Pelosi explained that Democrats should be the party of ethics, that appearances count, that dealing forcefully with Jefferson's scandal would help everyone else in the room. "You didn't elect me emperor or queen," she said. "You elected me leader."……

……But it is not yet clear whether Jefferson's ouster heralded a new era of honesty and accountability, or just a one-off political calculation inspired by the 2006 campaign.

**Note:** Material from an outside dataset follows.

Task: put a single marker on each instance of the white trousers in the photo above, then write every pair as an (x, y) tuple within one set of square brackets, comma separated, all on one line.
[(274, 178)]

After the midterm elections, Pelosi ignored the ethical cloud around Rep. John P. Murtha (D-Pa.) to support his bid to be majority leader, and she nearly chose Rep. Alcee L. Hastings (D-Fla.) to chair the intelligence committee even though the House once impeached him when he was a federal judge. And, in December, when Jefferson faced a fight for his political life in a runoff against state Rep. Karen R. Carter, a black Democrat with none of his ethical baggage, Pelosi refused to get involved.

Today, Jefferson will take his seat in Pelosi's House. His inconvenient presence will be a constant reminder of the fine line the new speaker will have to walk between rhetoric and reality, between the cross-cutting demands of her caucus and the demands of the public.

You should read the story just to understand how the national party abandoned the candidate that could have easily knocked Jefferson out of his seat. They chose to ignore Karen Carter, instead. The WaPo puts the responsibility mostly at the feet of Pelosi, fastening the Jefferson albatross firmly to the new Speaker. I'm thinking that this sort of coverage is going to become more common in the next few months. Does it mean that the press is becoming less biased? Hardly. What it likely indicates is a power struggle within the Democratic party. The more centrist DLC Democrats versus the fringe elements who believe they have a right to shout down anyone who doesn't bow to them, including Democrats. As Karen Carter puts it later in the article:

"I kept saying: 'This is the culture of corruption, and you can help stop it,' " Carter said. "They chose to ignore me. If the leadership had made a clear statement that this kind of behavior was unacceptable, maybe they wouldn't have to deal with him anymore."

But now they do and Jefferson's continued presence in the House is bound tightly to Nancy Pelosi. Tightrope time.